The Triassic as a whole spans 50 million years from 200 million years ago to 250 million years ago. It followed a massive extinction event dated to roughly 251.4 million years ago (which ended the Permian period), during which over two-thirds of land animals became extinct and virtually all sea life died.

During the Late Triassic, the Earth's land was still predominantly on a single continent, known to geologists as Pengaea, from which the current continents all broke off. The rest of the planet was, for the most part, covered by an ocean known as Panthalassa. The first rifts in Pangaea probably appeared during this period, but the continent did not actually begin to break up until during the next period, the Jurassic, before being completed during the period after that, the Cretaceous. The climate was relatively dry and hot, even at the poles (where there appears to have been dry land or ocean rather than permanent ice cover).

Because the continents were all locked together during the Upper Triassic, the spread of plant and animal life was relatively uniform, with successful species distributed across enormous spans of territory. (Contrast this with today, where distinctively different species exist on all continents, and particularly on the oldest continent, Australia.) Emerging steadily during this period were a new class of animals, the dinosaurs.

Most of the first dinosaurs were small, not the giant predators and sauropods of later periods, but their predecessors can still be seen in the Late Triassic. The first dinosaurs were small bipedal carnivores which emerged from an earlier class, the archosaurs, in a relatively gradual process (so that the division between the last archosaur and the first dinosaur in dinosaurs' genetic lineage is somewhat arbitrary). These early dinosaurs included Staurikosaurus, Eoraptor, Saturnalia, and Herrerasaurus. Herbivores like Thecodontosaurus also emerged, although the first of these were still bipedal, too. These sauropods were the ancestors of the later, massive herbivores of the Cretaceous, while the mostly carnivorous early theropods were the ancestors of the most recognized predatory species, like Tyrannosaurus.

The Late Triassic period ended 199.6 million years ago, in another mass extinction event known as the Triassic-Jurassic extinction event.
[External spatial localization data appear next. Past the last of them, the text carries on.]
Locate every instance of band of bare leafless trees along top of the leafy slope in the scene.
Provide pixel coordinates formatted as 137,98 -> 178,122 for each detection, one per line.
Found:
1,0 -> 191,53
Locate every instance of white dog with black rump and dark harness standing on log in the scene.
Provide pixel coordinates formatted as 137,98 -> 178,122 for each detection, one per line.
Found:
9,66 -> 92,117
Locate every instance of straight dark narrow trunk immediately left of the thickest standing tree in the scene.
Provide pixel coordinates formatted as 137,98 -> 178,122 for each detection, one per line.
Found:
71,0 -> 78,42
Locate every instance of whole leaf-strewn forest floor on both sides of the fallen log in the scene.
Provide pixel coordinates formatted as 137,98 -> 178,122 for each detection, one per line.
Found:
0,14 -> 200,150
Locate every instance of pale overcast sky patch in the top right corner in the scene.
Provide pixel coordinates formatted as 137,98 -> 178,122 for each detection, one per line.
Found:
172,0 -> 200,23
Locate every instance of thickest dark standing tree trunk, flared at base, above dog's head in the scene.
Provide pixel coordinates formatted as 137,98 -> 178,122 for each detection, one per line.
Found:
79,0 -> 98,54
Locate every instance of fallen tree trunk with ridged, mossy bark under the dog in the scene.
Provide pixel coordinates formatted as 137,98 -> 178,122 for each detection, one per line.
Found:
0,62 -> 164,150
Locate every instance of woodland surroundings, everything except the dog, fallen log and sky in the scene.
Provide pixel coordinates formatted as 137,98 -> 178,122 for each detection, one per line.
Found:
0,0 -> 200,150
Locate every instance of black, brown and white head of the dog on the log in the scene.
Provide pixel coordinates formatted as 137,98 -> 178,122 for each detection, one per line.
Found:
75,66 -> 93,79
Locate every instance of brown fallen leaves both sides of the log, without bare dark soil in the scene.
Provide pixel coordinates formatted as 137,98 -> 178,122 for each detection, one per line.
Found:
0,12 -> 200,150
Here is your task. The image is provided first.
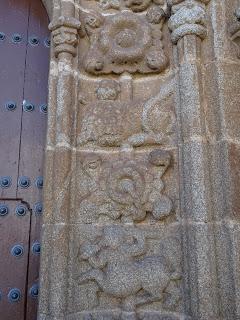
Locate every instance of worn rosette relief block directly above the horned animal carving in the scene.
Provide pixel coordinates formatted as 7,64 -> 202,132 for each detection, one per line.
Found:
72,148 -> 178,224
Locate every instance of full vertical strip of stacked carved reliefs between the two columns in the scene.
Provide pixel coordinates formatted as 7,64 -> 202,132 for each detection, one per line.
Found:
69,0 -> 183,320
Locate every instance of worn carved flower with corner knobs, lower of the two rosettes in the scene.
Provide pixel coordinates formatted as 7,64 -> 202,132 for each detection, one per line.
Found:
78,149 -> 173,223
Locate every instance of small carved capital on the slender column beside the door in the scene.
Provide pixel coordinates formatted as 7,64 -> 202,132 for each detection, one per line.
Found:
49,16 -> 81,57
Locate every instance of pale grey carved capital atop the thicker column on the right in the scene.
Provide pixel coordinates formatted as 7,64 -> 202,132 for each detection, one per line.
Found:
169,0 -> 209,44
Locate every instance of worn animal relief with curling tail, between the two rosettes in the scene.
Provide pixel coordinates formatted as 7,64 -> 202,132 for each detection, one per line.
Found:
77,79 -> 175,147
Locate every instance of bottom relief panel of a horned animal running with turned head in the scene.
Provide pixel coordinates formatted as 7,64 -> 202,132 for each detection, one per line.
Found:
68,224 -> 184,320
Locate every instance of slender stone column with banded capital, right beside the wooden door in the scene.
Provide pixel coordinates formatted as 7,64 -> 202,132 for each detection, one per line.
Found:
39,0 -> 80,320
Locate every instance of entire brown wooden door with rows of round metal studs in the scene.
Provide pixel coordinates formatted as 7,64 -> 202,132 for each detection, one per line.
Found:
0,0 -> 50,320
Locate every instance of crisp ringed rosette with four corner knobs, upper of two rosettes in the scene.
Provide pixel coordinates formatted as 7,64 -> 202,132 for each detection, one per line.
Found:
80,12 -> 168,74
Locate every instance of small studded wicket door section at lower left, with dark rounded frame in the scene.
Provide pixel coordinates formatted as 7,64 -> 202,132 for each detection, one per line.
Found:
0,200 -> 31,320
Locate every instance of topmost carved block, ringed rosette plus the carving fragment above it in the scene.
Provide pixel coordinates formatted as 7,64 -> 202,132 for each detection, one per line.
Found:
80,0 -> 169,75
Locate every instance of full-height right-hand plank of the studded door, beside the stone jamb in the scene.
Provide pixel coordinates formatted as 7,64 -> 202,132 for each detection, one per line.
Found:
20,0 -> 49,320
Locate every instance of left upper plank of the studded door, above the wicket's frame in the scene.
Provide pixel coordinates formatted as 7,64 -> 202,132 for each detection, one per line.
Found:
0,0 -> 29,198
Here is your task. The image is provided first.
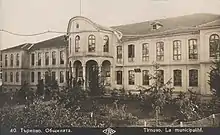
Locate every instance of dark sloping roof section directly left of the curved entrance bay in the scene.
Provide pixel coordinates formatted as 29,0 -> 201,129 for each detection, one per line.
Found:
30,35 -> 68,50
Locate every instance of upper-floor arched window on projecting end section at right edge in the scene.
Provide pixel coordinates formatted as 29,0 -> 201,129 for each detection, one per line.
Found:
209,34 -> 220,57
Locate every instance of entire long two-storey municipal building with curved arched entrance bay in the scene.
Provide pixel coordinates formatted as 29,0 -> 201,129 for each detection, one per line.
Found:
2,14 -> 220,94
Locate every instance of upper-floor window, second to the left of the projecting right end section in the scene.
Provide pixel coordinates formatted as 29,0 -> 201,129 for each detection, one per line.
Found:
173,40 -> 181,60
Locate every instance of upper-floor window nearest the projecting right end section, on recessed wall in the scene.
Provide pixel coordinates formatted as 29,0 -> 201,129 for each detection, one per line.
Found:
188,39 -> 198,59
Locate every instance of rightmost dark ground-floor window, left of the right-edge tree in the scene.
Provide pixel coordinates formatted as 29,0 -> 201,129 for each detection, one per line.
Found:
189,69 -> 198,87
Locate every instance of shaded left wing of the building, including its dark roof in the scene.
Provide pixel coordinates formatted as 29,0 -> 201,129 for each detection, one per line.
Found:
2,36 -> 67,91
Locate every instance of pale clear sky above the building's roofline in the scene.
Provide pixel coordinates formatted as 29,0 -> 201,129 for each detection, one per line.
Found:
0,0 -> 220,49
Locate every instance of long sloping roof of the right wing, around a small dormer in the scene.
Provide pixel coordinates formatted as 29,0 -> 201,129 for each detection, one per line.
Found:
111,13 -> 220,41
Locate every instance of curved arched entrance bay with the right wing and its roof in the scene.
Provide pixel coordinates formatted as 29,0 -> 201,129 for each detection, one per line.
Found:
67,14 -> 220,94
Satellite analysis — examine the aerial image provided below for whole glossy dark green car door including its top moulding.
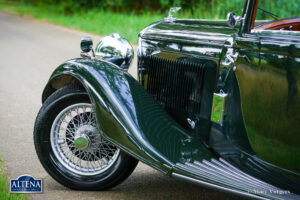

This was not nearly as massive an extinction event as the mass deaths which occurred at the end of the Permian period (mentioned above), but it still destroyed about half of existing species. It was also immensely significant. Just as mammals had been relatively insignificant prior to the Cretaceous extinction event of 65 million years ago, it was dinosaurs who emerged victorious from the Triassic-Jurassic extinction event. Why this extinction event happened is still unknown, although an asteroid impact, climate change, and huge volcanic eruptions are all possibilities. Whatever the reason, large numbers of species were wiped out, and it was dinosaurs which filled the gaps. They would remain the predominant class of life forms throughout the next two periods, the Jurassic and the Cretaceous.